Tuesday, May 30, 2017

JRO's #77: La Moustache (Emmanuel Carrère, 2005)

Director: Emmanuel Carrère
Writers: Jérôme Beaujour, Emmanuel Carrère (novel), Emmanuel Carrère (screenplay)
Stars: Vincent Lindon, Emmanuelle Devos, Mathieu Amalric
Release Date: 15 May 2005 (Cannes Film Festival)

IMDb SynopsisMarc is sitting in his bath one morning and asks his wife, "how would you feel if I shaved off my mustache?" She doesn't think it's a great idea, for the 15 years they've been married, ... (that's from the plot summary and not the synopsis, but it appears at the top of the page cut off like that. IMDb is weird. I just learned that all of these IMDb summaries and synopses are user-submitted. The one for this movie is incredibly long; I don't think that the writer knew what 'synopsis' meant! http://www.imdb.com/title/tt0428856/synopsis?ref_=ttpl_pl_syn. I think that IMDb usually automatically picks whatever is briefest. In this case, there was nothing brief!)

First Time
Late May or very early June, 2009. I posted about it in the early pre-Howard days of CR5FC: http://chasingpictures.blogspot.com/2009/06/two-close-shaves.html
We were living off-grid all that summer. No electricity meant no moving pictures. About a month into this movie exile, my mother gave me a portable DVD player/screen combo (7" screen, I think) and I was back in film club business. I still didn't watch that much, but I could charge the device at work during the day and get about 2.5 hours of tiny viewing pleasure at night.

Why it's on the List
Well, sometimes I have facial hair (a lot of it), and sometimes I do not. That's probably reason enough to love a film about a man, his moustache, and the people in his life who deny he ever had one. The film is incredibly hard to write about (see the "synopsis" link above, but don't actually read it) briefly because one wants to (in fact, must) engage with the details in order to make sense of the whole. Any review that goes beyond describing the plot and construction of the film risks becoming more about the reviewer than about the film being reviewed. This is always a "danger" of writing about anything, but certain works invite this more than others.

The basic plot of the film is simple. A man shaves off his moustache. No one notices. All of the important people in his life, including his wife of 15 years, insist that he never had a moustache. Yet he knows he had a moustache: he has his memories, he has photos, he has moustache hair clippings. All of this is developed skillfully into a thrilling exploration of truth, identity, communication, and perspective. 

The plot is thin and rightly so. It may be a frustrating film to many, but I find these real frustrations of the film to be emotionally resonant. These are real frustrations, rarely communicated with such power and directness. Sometimes the surreal can achieve what the real cannot.

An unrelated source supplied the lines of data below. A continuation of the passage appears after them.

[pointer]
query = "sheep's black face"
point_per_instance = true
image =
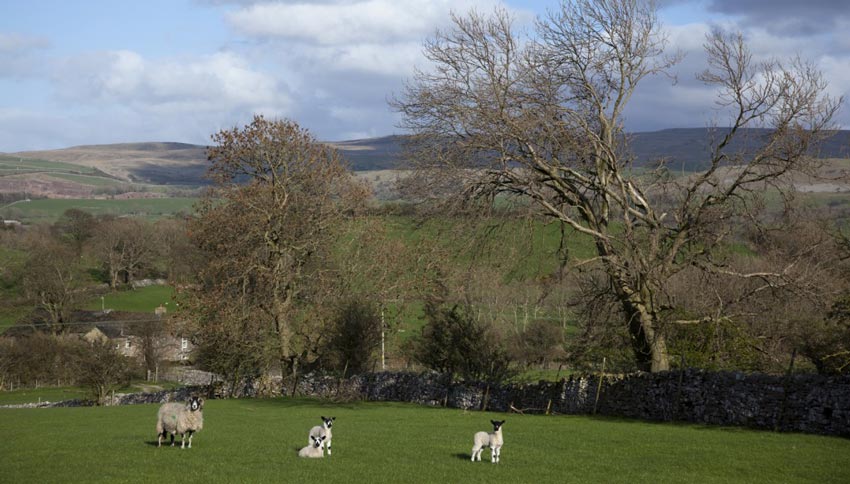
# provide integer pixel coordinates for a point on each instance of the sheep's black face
(195, 403)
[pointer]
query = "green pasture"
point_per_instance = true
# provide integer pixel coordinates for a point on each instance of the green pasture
(141, 300)
(91, 180)
(13, 164)
(248, 440)
(62, 393)
(49, 210)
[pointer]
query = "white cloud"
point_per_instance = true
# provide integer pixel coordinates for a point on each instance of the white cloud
(346, 22)
(20, 54)
(219, 82)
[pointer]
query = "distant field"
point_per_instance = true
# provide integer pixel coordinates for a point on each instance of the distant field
(14, 164)
(95, 181)
(49, 210)
(59, 394)
(250, 440)
(142, 300)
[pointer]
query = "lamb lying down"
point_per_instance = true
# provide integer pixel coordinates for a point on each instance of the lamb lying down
(314, 450)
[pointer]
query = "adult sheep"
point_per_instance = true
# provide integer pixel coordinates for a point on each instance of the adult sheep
(180, 418)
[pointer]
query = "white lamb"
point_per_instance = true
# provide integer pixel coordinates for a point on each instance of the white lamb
(314, 450)
(323, 430)
(494, 440)
(180, 418)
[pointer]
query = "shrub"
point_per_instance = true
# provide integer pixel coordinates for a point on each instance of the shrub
(454, 343)
(355, 337)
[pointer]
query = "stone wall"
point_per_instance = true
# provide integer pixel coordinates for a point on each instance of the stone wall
(801, 403)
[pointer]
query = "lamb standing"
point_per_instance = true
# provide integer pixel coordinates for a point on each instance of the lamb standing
(314, 450)
(493, 440)
(323, 430)
(180, 418)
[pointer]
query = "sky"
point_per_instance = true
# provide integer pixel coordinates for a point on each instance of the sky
(112, 71)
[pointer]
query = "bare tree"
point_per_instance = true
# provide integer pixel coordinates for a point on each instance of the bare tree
(52, 280)
(268, 226)
(541, 119)
(125, 247)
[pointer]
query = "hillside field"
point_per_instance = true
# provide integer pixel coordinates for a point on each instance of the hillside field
(49, 210)
(249, 440)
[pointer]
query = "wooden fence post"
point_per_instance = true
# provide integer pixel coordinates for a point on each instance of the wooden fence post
(599, 386)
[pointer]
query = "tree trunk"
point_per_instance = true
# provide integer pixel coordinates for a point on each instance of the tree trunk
(648, 344)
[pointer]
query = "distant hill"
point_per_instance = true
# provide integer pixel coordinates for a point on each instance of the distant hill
(166, 163)
(688, 148)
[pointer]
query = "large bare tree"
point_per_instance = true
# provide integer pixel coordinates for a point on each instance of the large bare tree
(267, 227)
(540, 118)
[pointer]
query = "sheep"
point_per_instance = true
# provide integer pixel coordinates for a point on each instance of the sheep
(323, 430)
(493, 440)
(314, 450)
(180, 418)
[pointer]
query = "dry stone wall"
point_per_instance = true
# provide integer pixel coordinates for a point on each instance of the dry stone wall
(800, 403)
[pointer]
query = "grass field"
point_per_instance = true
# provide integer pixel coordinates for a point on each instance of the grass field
(49, 210)
(59, 394)
(141, 300)
(256, 441)
(14, 164)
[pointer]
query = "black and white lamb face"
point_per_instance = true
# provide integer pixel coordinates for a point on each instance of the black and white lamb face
(195, 403)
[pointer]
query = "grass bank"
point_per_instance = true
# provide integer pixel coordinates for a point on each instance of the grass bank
(257, 440)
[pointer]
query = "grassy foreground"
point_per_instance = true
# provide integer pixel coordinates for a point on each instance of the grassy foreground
(257, 440)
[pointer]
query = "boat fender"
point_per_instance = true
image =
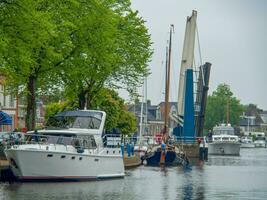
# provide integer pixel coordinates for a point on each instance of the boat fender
(80, 150)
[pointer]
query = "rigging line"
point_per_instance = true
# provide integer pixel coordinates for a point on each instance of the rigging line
(162, 81)
(199, 49)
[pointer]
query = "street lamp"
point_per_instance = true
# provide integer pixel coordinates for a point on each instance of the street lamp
(248, 118)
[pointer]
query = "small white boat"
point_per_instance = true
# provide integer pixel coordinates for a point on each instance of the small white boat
(247, 142)
(260, 140)
(73, 151)
(224, 142)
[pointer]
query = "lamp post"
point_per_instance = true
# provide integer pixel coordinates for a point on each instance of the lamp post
(248, 118)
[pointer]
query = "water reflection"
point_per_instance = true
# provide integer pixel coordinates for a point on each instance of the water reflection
(222, 177)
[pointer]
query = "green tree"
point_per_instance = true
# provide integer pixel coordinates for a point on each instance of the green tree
(222, 105)
(114, 54)
(117, 115)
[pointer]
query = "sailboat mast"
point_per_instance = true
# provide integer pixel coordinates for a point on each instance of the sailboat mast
(167, 89)
(141, 117)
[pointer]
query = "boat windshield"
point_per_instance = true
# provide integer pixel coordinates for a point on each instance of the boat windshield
(90, 121)
(260, 138)
(223, 130)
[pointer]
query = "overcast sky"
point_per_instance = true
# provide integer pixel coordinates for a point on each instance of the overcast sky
(233, 37)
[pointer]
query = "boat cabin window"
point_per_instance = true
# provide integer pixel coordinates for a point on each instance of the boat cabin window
(86, 142)
(232, 139)
(217, 139)
(225, 139)
(89, 120)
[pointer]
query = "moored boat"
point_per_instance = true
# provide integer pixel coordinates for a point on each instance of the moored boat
(260, 140)
(72, 150)
(224, 142)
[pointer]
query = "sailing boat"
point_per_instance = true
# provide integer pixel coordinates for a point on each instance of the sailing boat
(165, 154)
(140, 148)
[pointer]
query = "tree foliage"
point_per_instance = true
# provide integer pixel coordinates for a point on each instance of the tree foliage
(220, 104)
(78, 46)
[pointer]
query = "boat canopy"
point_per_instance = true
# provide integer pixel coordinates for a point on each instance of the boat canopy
(5, 119)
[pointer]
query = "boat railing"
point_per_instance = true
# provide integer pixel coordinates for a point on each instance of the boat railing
(117, 140)
(55, 141)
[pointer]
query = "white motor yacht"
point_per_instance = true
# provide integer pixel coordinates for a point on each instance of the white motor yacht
(247, 142)
(224, 142)
(71, 151)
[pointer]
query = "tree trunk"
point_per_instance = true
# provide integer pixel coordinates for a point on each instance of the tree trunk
(31, 103)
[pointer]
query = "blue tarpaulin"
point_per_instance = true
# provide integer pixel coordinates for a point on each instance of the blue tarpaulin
(5, 119)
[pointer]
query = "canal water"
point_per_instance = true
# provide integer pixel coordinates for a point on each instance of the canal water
(221, 177)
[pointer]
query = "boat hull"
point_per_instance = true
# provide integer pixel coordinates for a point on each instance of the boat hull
(260, 144)
(231, 149)
(154, 159)
(32, 165)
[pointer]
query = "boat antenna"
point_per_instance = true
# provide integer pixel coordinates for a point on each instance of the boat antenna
(168, 67)
(227, 112)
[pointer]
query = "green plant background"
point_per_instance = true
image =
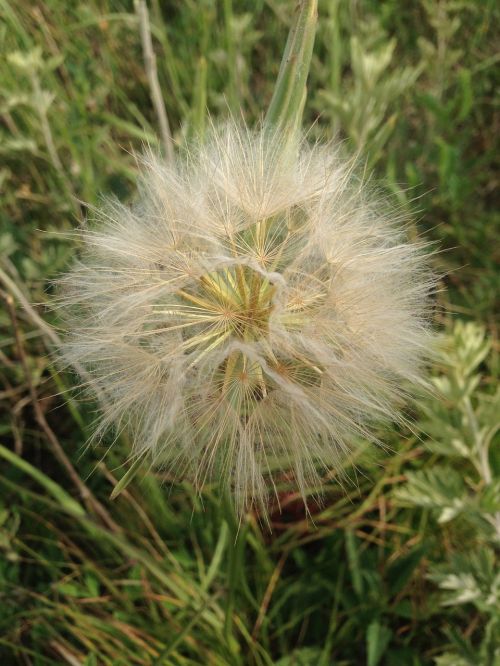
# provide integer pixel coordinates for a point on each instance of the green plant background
(399, 565)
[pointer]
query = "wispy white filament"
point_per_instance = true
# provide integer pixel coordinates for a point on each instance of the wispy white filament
(255, 311)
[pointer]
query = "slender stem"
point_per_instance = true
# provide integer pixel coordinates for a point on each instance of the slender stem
(287, 103)
(237, 535)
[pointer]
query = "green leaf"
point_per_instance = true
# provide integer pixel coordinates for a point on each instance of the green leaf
(377, 640)
(66, 501)
(127, 477)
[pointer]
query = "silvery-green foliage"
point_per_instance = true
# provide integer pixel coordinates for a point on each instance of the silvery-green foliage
(366, 106)
(463, 490)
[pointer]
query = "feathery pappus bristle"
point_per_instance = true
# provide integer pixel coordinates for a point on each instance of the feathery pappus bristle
(256, 310)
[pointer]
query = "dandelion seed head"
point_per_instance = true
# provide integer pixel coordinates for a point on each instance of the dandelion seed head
(256, 310)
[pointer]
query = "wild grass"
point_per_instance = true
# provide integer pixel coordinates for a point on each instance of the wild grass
(399, 564)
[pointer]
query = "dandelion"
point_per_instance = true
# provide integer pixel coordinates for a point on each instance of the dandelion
(255, 311)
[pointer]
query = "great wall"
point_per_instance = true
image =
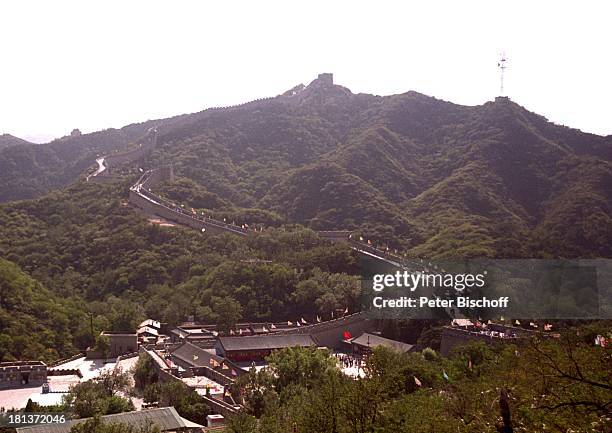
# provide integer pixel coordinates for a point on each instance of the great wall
(142, 197)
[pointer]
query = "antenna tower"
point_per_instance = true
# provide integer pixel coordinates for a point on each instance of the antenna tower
(501, 64)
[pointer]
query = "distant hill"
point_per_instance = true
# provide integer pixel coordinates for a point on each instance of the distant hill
(7, 140)
(29, 170)
(416, 172)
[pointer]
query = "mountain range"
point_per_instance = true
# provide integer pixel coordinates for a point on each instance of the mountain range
(411, 171)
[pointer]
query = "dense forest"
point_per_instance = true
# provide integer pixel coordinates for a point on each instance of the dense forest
(83, 255)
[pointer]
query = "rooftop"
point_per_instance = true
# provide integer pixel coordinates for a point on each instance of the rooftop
(196, 356)
(165, 417)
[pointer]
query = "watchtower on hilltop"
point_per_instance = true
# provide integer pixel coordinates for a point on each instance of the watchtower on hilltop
(326, 79)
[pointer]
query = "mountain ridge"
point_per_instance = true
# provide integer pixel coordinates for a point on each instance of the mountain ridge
(321, 156)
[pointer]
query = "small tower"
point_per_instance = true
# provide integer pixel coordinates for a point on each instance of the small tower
(501, 64)
(326, 79)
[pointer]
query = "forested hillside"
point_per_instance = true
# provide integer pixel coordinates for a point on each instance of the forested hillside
(428, 177)
(7, 140)
(422, 175)
(86, 255)
(417, 173)
(29, 170)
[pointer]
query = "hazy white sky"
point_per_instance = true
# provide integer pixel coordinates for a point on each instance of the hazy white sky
(99, 64)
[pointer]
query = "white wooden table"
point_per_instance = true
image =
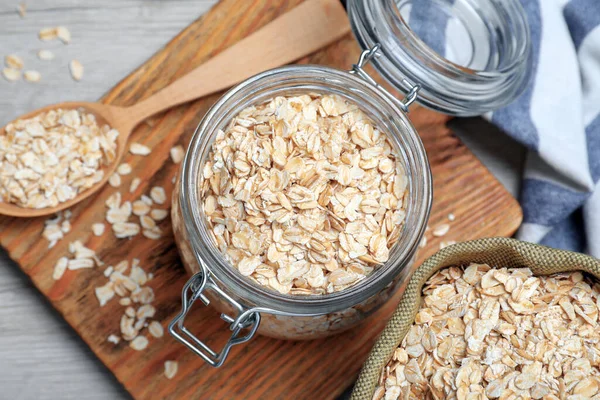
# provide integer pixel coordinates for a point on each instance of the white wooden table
(41, 357)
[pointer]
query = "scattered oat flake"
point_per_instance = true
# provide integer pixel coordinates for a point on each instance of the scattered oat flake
(115, 180)
(171, 369)
(32, 76)
(154, 233)
(447, 243)
(140, 208)
(440, 230)
(159, 215)
(135, 183)
(104, 293)
(98, 229)
(139, 149)
(76, 69)
(125, 229)
(45, 55)
(146, 222)
(156, 329)
(60, 268)
(158, 195)
(63, 34)
(11, 74)
(22, 9)
(113, 339)
(124, 169)
(47, 34)
(139, 343)
(13, 61)
(177, 154)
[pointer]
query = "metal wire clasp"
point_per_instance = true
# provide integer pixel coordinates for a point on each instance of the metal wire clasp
(246, 320)
(357, 69)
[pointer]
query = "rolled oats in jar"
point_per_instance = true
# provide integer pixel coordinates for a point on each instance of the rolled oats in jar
(300, 205)
(305, 191)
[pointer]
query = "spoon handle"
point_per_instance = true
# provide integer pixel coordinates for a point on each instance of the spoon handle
(297, 33)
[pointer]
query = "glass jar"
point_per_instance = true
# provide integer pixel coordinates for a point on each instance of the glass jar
(249, 308)
(480, 62)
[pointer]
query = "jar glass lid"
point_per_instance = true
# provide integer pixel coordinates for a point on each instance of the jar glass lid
(468, 56)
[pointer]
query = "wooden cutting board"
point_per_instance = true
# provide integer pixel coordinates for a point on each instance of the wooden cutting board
(263, 368)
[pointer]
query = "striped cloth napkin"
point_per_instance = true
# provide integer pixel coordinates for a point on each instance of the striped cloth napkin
(557, 118)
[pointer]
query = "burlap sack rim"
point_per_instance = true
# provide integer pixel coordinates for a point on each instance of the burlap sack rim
(500, 252)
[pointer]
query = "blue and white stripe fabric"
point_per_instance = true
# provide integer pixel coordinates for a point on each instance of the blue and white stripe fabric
(558, 119)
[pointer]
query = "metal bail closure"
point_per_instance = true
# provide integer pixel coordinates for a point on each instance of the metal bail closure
(357, 69)
(194, 289)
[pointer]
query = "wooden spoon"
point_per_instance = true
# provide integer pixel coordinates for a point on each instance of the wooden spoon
(297, 33)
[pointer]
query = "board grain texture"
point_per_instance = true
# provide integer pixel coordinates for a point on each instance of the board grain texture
(263, 368)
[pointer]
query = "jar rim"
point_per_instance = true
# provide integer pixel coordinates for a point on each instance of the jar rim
(446, 86)
(244, 94)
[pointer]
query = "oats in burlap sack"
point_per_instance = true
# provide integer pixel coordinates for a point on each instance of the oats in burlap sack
(499, 333)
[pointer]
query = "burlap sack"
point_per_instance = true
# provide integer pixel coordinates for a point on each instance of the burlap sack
(497, 252)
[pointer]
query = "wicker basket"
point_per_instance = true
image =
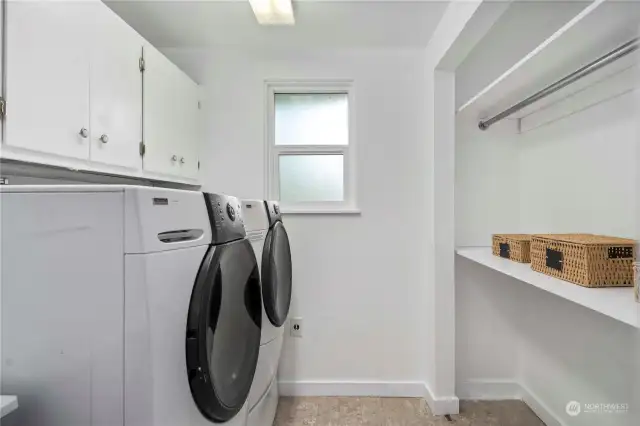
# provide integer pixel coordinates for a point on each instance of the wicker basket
(512, 246)
(585, 259)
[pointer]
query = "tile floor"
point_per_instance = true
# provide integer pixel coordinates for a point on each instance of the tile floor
(338, 411)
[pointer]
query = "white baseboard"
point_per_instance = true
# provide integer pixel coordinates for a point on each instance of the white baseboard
(441, 405)
(541, 409)
(358, 388)
(488, 390)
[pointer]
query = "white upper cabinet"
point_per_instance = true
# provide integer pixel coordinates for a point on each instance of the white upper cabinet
(171, 127)
(187, 114)
(75, 95)
(48, 77)
(116, 92)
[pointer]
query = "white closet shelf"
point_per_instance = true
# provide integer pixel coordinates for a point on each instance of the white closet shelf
(600, 27)
(8, 403)
(617, 303)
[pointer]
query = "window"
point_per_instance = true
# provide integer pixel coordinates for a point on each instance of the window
(310, 147)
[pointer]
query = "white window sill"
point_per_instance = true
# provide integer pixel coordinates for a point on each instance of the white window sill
(302, 210)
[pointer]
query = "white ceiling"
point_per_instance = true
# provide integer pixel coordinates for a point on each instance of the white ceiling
(319, 24)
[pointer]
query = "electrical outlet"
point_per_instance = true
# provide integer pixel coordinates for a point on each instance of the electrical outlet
(295, 325)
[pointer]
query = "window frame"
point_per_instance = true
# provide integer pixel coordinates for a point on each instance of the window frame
(273, 151)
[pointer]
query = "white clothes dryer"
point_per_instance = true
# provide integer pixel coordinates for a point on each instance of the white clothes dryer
(118, 310)
(271, 245)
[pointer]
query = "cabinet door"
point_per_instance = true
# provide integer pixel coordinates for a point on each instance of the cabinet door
(48, 76)
(161, 123)
(116, 92)
(188, 119)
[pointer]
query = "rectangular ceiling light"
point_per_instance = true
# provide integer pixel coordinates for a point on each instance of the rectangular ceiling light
(273, 12)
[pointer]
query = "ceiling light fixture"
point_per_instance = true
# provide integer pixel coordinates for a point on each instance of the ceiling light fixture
(273, 12)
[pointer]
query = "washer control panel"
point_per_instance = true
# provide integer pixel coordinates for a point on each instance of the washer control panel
(225, 216)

The film is visually impressive. I haven't tried it, but I'm pretty sure that the film would work just as well with no dialogue. The dialogue is very good and sometimes very important, but the visual language is impressive enough to carry the film on its own. A recurring visual water metaphor communicates the fluid states of identity and relationships. Water is a symbol of both change and permanence. The actors communicate all of their emotions and frustrations, inner turmoils, through physical looks and actions, without ever hamming it up.

Then there's the music. Philip Glass at his best, used to great effect. https://www.youtube.com/watch?v=rM2KLeoRBGo


Additional Notes/Stats
  • I bought the English translation of the novel(la) and never read it. I probably never will. 
  • This is the only film I've seen Vincent Lindon in. He has 70 acting credits on IMDb. I'm pretty sure I've missed a lot of great performances. I've seen both Amalric and Devos in a few other things, notably both together in A Christmas Tale. Just looking over the filmographies of these three makes me acutely aware of how much contemporary French cinema I am ignorant of.
  • The Seventh Continent is the Haneke film probably in my 101-200 and was considered for the 100 (of course I'm lying about this as we all know that Funny Games is in each of our Top 10s). I bring it up here because the films share a similarity in being "blank slates," very neutrally constructed films that resist interpretation and answers. Ed Gonzalez (one of Brando's favs) wrote about this one: "The film is an unpretentious blank slate—almost totally without point but so unassuming it earns consideration.......The film is scarcely forceful, inviting any and all interpretations but never daring one itself. I'm not sure if this exposes Carrère as a philosopher without a point of view or indicates a refreshing form of art-house charity. Perhaps that's for us to interpret as well." http://www.slantmagazine.com/film/review/la-moustache
  • As a counter to Gonzalez, this essay is a helpful reading of the film, outlining very clear signals/symbols that direct our engagement with the film: http://offscreen.com/view/carreres_la_moustache
  • La Moustache is currently free to watch on Youtube: https://www.youtube.com/watch?v=JlEKa0rBdco

1 comment:

  1. Been meaning to check this one out for a while now. Adding it to my queue.